KISS and its hustling frontman Gene Simmons continue to raise the rock music merchandising bar, licensing thousands of products ranging from banal to bizarre.

KISS my buns? Only if they’re KISS Super-Spicy Chili Tomato meat buns, because one would naturally expect KISS-branded steamed meat-filled buns to be… Hotter Than Hell! Partnering with Japan’s Circle K Sunkus convenience stores (strange things really are afoot at the Circle K) to promote KISS’s late-2013 Japanese concert tour, these frighteningly lava-like buns cost $ 1 each and were packaged in one of five collectible paper wrappers: one for each band member plus one more featuring the entire band.

The buns are embossed with the well-known KISS logo and their odd grey coloration comes from edible bamboo charcoal. Inside, super-spicy habanero chilies add a fitting dose of demonic heat. Sorry, Red Hot Chili Peppers, looks like Gene Simmons & Co stole your thunder. Kudos to Rocketnews24 for reporting on this weird but tasteful marketing gimmick.

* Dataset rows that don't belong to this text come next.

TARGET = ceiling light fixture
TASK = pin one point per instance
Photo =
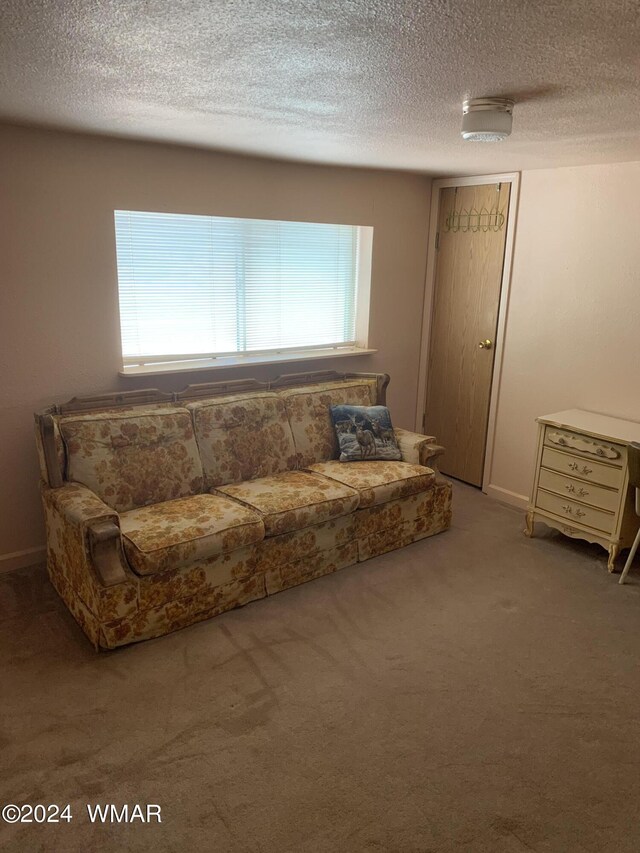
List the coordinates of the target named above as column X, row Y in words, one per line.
column 486, row 119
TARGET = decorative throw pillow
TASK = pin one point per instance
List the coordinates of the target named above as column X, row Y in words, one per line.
column 364, row 432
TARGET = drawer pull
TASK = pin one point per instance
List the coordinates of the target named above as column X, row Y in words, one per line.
column 569, row 510
column 584, row 470
column 581, row 493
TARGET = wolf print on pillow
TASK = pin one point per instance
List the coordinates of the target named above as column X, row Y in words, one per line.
column 364, row 433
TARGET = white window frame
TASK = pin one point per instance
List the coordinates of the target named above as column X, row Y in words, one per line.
column 141, row 365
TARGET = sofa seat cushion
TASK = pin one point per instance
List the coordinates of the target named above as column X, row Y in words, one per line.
column 378, row 482
column 177, row 533
column 293, row 500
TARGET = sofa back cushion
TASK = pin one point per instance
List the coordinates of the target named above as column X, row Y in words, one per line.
column 132, row 459
column 243, row 437
column 308, row 408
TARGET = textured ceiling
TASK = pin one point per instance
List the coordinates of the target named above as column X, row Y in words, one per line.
column 362, row 82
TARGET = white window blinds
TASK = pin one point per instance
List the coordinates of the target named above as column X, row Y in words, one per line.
column 198, row 286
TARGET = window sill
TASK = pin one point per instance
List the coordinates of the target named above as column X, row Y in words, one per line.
column 241, row 361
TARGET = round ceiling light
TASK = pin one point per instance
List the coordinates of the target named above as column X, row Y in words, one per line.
column 486, row 119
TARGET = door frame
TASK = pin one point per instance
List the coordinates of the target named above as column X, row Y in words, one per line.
column 429, row 290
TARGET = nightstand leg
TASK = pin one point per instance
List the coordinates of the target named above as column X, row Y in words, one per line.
column 528, row 530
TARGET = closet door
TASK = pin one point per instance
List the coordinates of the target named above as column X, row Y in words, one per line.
column 472, row 226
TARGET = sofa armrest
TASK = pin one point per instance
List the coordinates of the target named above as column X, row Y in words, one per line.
column 419, row 449
column 93, row 528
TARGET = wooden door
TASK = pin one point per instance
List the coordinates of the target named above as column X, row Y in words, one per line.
column 472, row 225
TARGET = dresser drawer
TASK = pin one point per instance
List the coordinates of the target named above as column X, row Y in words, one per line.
column 572, row 511
column 585, row 446
column 578, row 490
column 581, row 468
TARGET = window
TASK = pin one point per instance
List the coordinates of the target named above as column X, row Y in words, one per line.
column 210, row 287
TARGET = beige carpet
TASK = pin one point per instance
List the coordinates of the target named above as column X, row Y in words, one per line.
column 478, row 691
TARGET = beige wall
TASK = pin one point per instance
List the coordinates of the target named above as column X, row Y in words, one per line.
column 60, row 327
column 573, row 323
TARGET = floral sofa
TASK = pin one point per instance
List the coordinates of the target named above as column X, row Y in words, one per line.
column 165, row 509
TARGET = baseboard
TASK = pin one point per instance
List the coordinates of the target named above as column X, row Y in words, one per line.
column 507, row 497
column 22, row 559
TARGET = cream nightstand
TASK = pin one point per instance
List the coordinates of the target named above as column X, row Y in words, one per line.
column 581, row 483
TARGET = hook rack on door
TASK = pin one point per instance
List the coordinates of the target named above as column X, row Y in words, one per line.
column 474, row 220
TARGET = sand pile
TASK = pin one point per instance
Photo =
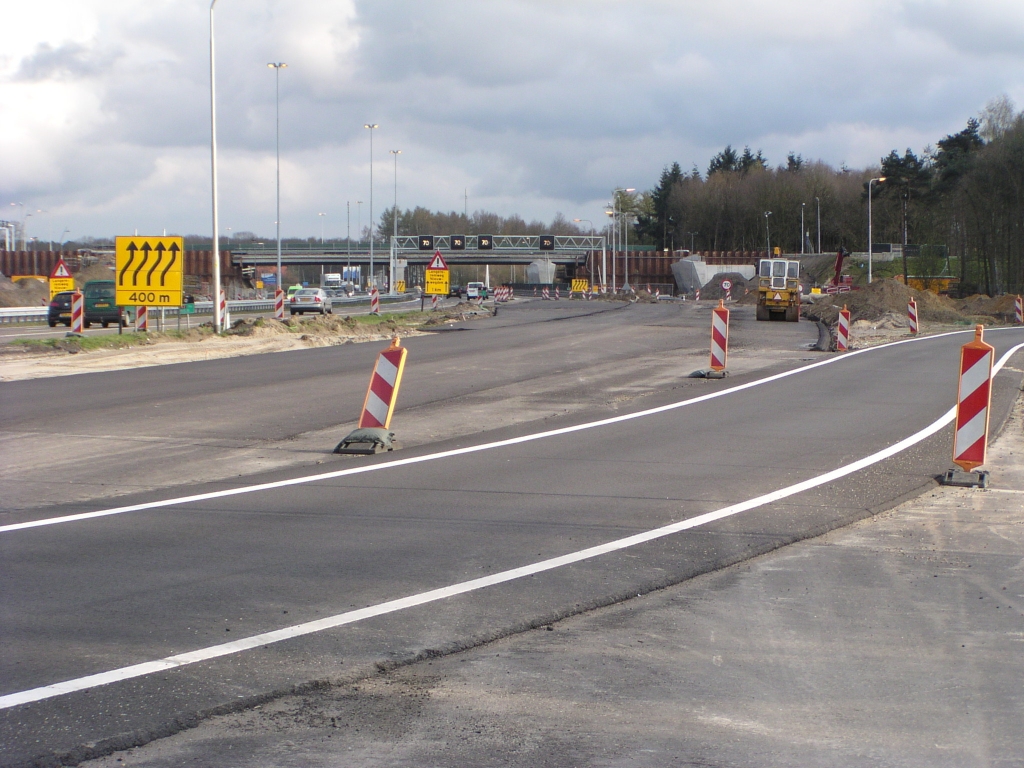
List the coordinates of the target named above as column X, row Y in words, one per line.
column 887, row 297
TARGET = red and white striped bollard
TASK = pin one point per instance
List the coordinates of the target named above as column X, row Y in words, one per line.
column 973, row 400
column 77, row 312
column 719, row 336
column 383, row 391
column 843, row 331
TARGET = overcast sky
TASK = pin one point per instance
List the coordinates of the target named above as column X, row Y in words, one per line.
column 529, row 107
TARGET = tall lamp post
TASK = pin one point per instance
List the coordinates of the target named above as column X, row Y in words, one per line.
column 818, row 202
column 371, row 127
column 803, row 235
column 394, row 239
column 592, row 253
column 278, row 67
column 617, row 219
column 213, row 174
column 880, row 179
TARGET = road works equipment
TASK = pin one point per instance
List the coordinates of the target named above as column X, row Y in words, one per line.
column 778, row 290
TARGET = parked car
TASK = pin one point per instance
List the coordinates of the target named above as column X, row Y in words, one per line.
column 310, row 300
column 99, row 303
column 59, row 309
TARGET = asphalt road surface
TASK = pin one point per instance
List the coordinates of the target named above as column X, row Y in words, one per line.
column 95, row 596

KISS Gene Simmons Inflatable Tongue

What’s cosplay without prosthetics and what’s a Gene Simmons Demon outfit without a KISS Inflatable Tongue? In fact, forget the cosplay and outfit, just go with the tongue – always a winning strategy (unless your name’s Harvey Weinstein).

This official KISS product supposedly inflates to 3 times its original size… think The Grinch but MUCH more disturbing. The package also bears a cautionary “Warning: Choking Hazard” blurb though were not sure if the user or the usee is at risk… maybe both. If you dare, check out this video from Scott Vs Box as our hero, Scott, unboxes the tongue.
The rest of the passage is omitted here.